At that time (way back during the mid-90s) high-availability required expensive and complex hardware where every component had an active spare. Today, things are much easier. It’s now possible to build highly availability in software, with application components replicated across commodity hardware. And using containers for deployment and operations, we also get fast recovery times. As low as a few milliseconds, with intelligent caching, and sophisticated management tools like Kubernetes and Nirmata.
However, what remains the same is the need for designing proper systems management. This includes managing state updates across all components of the system. And with microservices-style applications, where an application can be composed of several services, and each service can have several instances, implementing reliable and scalable management has become even more complex, as there are several disparate components to track and manage! Let’s take a look at how we address this complex challenge in Nirmata:
To manage service availability, we first need to know three things:
- What components matter to the service
- Which states can each component have
- How do we define and measure the service availability
Below is a partial view of the domain entities (objects) in Nirmata. As you can see, Nirmata collects and manages information for both infrastructure related objects (Cloud Providers, Hosts, Containers, etc.) and software application objects (Applications, Services, etc.)
This is important, as building a good state model requires a knowledge of dependencies and relationships across objects, as well as up-to-date information on each object’s state. For example, if a service’s availability is impacted because of a Host rebooting, this can now be correlated and reported.
This model also helps us separate critical issues from failures which are transient. For example, a single container exit may not impact service availability.
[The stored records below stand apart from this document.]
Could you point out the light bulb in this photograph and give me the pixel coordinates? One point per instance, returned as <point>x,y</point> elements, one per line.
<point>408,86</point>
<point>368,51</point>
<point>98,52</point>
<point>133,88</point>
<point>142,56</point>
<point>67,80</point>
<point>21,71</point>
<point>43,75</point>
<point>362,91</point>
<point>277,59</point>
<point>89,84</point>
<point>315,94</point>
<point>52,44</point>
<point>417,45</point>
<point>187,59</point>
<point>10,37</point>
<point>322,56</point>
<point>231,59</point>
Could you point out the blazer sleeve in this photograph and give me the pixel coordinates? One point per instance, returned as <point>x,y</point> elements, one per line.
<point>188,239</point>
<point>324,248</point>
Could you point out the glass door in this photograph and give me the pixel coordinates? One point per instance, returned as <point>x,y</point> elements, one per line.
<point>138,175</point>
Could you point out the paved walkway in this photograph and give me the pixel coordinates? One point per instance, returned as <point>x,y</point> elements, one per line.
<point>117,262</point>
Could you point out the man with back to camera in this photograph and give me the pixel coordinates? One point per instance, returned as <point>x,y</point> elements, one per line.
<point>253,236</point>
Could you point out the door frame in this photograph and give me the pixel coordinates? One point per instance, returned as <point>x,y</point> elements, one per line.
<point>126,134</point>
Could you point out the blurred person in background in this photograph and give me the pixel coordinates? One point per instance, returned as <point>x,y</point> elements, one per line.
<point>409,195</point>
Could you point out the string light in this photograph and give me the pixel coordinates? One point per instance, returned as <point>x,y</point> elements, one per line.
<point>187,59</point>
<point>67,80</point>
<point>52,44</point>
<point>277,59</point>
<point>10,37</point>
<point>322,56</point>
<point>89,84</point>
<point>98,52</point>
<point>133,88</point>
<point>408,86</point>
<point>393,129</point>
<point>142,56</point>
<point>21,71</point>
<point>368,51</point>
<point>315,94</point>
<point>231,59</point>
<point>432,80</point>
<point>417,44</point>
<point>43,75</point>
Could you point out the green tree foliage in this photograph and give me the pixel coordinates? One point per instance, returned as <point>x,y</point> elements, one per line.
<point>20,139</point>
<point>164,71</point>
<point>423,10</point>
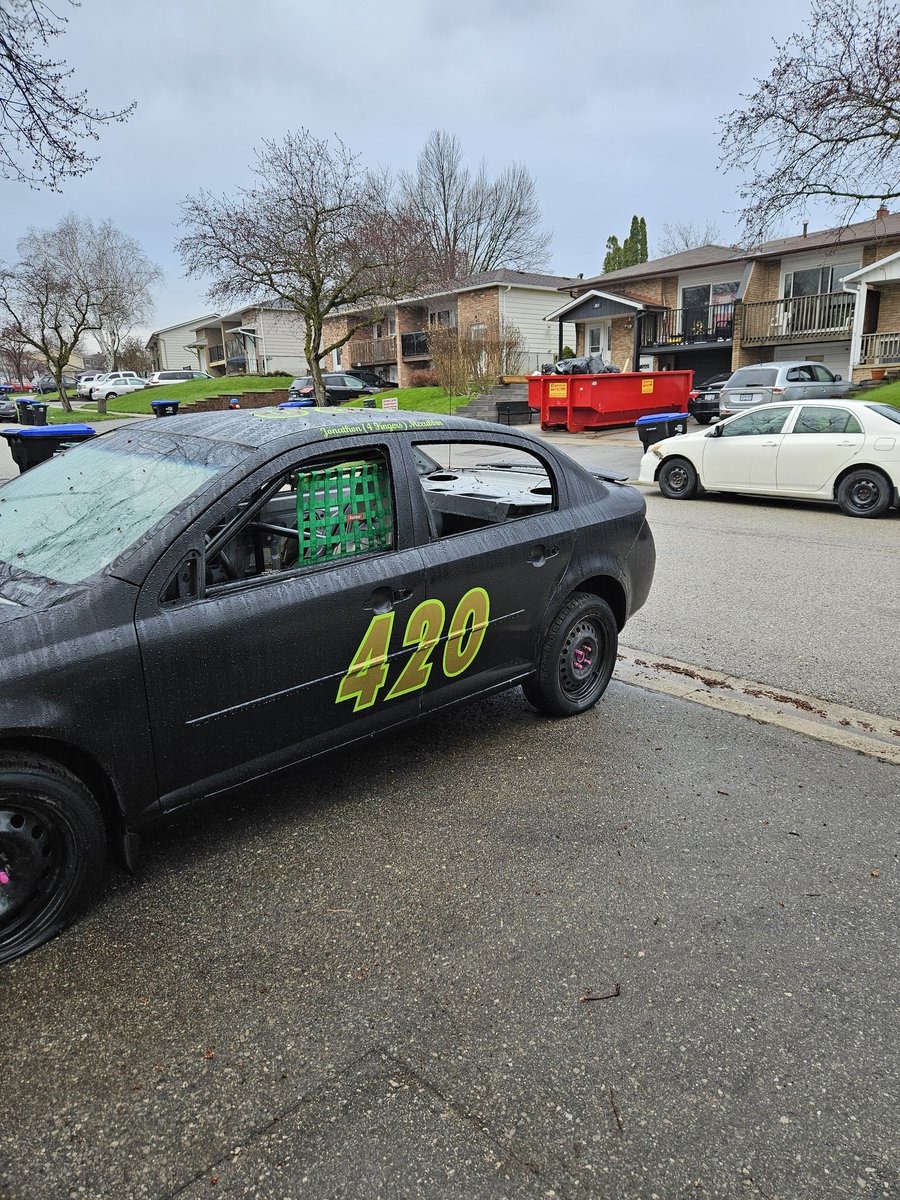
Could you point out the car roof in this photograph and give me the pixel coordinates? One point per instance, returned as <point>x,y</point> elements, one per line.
<point>261,426</point>
<point>825,402</point>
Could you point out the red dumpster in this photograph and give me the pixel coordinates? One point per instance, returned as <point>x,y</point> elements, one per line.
<point>592,402</point>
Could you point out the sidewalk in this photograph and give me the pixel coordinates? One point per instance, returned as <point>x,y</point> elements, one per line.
<point>10,471</point>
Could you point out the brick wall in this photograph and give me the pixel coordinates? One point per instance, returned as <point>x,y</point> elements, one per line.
<point>246,400</point>
<point>622,329</point>
<point>876,250</point>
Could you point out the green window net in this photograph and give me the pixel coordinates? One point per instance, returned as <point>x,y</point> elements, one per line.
<point>345,509</point>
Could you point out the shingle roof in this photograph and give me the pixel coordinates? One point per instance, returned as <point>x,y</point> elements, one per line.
<point>875,229</point>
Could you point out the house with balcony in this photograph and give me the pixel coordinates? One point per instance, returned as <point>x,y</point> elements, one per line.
<point>173,348</point>
<point>817,297</point>
<point>394,339</point>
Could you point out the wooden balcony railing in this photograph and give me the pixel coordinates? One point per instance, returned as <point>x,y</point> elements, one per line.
<point>879,348</point>
<point>682,327</point>
<point>414,346</point>
<point>375,349</point>
<point>826,316</point>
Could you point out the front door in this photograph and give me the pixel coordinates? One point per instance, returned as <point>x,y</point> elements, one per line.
<point>498,550</point>
<point>251,640</point>
<point>599,340</point>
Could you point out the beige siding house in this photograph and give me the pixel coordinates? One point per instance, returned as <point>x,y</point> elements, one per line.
<point>832,297</point>
<point>255,340</point>
<point>174,347</point>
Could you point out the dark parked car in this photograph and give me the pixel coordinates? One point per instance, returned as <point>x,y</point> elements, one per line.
<point>189,605</point>
<point>47,383</point>
<point>339,388</point>
<point>703,399</point>
<point>790,381</point>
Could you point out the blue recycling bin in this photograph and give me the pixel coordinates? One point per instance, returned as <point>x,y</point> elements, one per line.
<point>657,426</point>
<point>31,447</point>
<point>165,407</point>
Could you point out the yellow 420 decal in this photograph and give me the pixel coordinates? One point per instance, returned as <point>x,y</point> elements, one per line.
<point>367,673</point>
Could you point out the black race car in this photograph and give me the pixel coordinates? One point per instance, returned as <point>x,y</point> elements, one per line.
<point>187,605</point>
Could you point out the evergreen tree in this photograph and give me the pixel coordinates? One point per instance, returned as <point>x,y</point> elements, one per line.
<point>631,252</point>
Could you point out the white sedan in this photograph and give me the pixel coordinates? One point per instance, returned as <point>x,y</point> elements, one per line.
<point>820,450</point>
<point>112,388</point>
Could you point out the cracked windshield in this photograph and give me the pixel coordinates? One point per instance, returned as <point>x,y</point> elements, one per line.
<point>79,511</point>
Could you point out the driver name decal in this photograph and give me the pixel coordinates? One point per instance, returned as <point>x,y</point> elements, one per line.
<point>370,666</point>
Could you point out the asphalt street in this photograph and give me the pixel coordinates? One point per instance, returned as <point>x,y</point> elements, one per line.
<point>646,953</point>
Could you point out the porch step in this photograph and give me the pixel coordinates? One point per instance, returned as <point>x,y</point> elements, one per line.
<point>484,408</point>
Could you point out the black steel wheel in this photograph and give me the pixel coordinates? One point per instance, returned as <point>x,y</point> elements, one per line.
<point>678,479</point>
<point>864,493</point>
<point>577,658</point>
<point>53,849</point>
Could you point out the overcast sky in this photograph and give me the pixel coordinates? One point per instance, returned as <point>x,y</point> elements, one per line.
<point>612,107</point>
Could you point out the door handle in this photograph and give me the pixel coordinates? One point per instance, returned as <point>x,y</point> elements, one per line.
<point>541,553</point>
<point>384,599</point>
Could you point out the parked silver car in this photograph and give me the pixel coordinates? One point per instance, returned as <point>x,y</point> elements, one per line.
<point>766,382</point>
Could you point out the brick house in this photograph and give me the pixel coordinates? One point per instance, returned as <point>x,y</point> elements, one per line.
<point>395,341</point>
<point>831,297</point>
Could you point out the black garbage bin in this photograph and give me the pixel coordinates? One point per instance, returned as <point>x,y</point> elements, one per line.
<point>165,407</point>
<point>660,425</point>
<point>31,447</point>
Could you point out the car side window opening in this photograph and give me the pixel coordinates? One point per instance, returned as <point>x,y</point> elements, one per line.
<point>827,420</point>
<point>330,509</point>
<point>771,421</point>
<point>472,485</point>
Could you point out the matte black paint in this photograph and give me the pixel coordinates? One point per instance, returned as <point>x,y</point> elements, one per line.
<point>175,702</point>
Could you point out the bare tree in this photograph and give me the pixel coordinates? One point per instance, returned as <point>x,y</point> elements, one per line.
<point>17,358</point>
<point>42,124</point>
<point>123,279</point>
<point>58,289</point>
<point>472,360</point>
<point>826,123</point>
<point>472,223</point>
<point>316,233</point>
<point>684,235</point>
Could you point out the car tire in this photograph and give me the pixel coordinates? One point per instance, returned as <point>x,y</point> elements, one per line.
<point>864,492</point>
<point>678,479</point>
<point>576,659</point>
<point>53,851</point>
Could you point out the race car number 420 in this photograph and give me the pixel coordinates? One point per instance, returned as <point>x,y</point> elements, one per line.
<point>367,673</point>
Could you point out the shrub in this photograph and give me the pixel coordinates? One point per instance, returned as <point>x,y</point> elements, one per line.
<point>423,378</point>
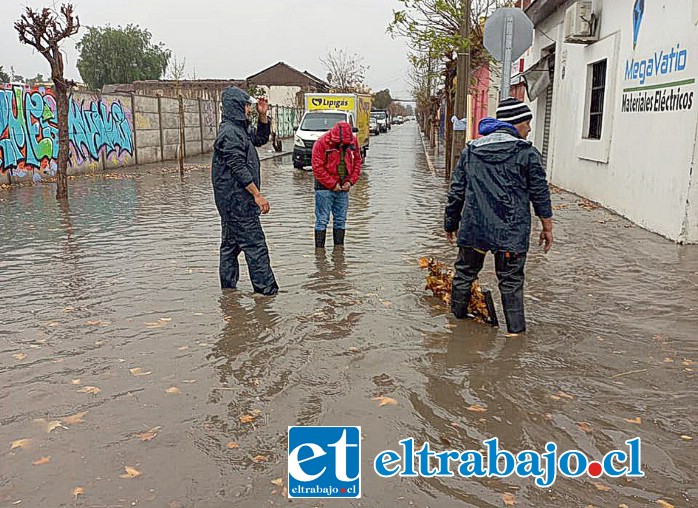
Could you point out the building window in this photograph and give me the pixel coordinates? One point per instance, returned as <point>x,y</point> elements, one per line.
<point>598,89</point>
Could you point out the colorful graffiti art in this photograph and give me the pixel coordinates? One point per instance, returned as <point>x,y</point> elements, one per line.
<point>29,131</point>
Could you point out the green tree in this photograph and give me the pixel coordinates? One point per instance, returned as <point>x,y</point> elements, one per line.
<point>120,55</point>
<point>382,99</point>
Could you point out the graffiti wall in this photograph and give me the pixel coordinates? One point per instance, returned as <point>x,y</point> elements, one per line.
<point>101,132</point>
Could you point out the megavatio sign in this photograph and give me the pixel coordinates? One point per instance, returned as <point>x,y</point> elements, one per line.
<point>657,82</point>
<point>673,95</point>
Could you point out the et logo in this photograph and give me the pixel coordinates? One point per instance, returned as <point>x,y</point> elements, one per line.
<point>324,462</point>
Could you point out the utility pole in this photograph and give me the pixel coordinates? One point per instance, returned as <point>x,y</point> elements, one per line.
<point>463,80</point>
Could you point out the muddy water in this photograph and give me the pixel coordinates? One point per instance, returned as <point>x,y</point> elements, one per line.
<point>127,279</point>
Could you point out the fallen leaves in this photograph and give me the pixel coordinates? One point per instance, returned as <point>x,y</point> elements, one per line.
<point>664,504</point>
<point>585,426</point>
<point>20,443</point>
<point>137,371</point>
<point>90,389</point>
<point>48,426</point>
<point>561,395</point>
<point>131,472</point>
<point>149,434</point>
<point>385,401</point>
<point>76,418</point>
<point>98,323</point>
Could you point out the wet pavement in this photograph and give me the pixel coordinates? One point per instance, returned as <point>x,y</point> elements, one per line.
<point>112,308</point>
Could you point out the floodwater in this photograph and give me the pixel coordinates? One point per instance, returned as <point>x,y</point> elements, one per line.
<point>127,279</point>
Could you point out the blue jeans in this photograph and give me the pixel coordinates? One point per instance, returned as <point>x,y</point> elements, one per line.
<point>326,202</point>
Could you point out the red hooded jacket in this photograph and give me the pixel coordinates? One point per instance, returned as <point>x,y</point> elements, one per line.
<point>326,153</point>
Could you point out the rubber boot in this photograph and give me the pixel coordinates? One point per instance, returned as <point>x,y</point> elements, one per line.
<point>338,236</point>
<point>320,239</point>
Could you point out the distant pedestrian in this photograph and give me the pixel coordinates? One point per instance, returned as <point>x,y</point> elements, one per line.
<point>337,167</point>
<point>496,179</point>
<point>236,188</point>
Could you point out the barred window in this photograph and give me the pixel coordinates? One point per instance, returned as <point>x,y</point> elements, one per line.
<point>598,90</point>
In fact, containers are expected to exit as part of a rolling upgrade where an orchestration engine coordinates image upgrades across service instances.
Once we know what domain entities to track, the next step is to define and manage states and state transitions for each. In Nirmata, each object has two primary states and several secondary supporting states. The primary states are:
- Operational State: this state represents if and how the object is currently operating. For example, “up”, “down”, “failed” can be part of an object’s operational state model.
- Administrative State: this state managed by the user or administrator. For example, “disabled” or “suspended” are states triggered by user actions.
Beyond the primary states, each object can have several secondary states. These states are specific to the object and provide more details on the primary state. For example, most managed objects in Nirmata have an “execution state” which indicates that a system operation is being performed.
Here are some of the operational states that a Service (within an application) can have in Nirmata:
- Running: all instances of the Service are healthy and running.
- Degraded: some instances of the Service have failed, or are executing.
- Executing: all instances of the Service are executing changes.
- Failed: all instances of the Service have failed.
Now that we have the service’s state model, tracking availability becomes easier. In Nirmata, availability is calculated as the percentage of time the Service is “Running” or “Degraded”. The same approach is used for propagated states at the application level. In future releases, we have plans to allow users to customize how each service in an application is used to calculate overall availability.
Below we see the environments view in Nirmata. Each environment can have several applications each with its own availability, but we also see the overall availability for the environment:
Drilling down, we can easily see the availability for a particular application. Nirmata even shows the relevant state changes, and identifies the failure reason.
Here we see the individual service view and state changes for it:
Managing service availability for containerized microservices-style applications can be complex, as there are several things to measure and track. And, measuring availability requires a well-defined state model. The object states need to managed, correlated, and propagated across infrastructure and software entities.
With the right systems management foundation, it’s possible to measure, track, and report availability for a service, application, or an environment. By focusing on service availability, operators can easily separate the “signal from the noise” and only be alerted for service impacting issues.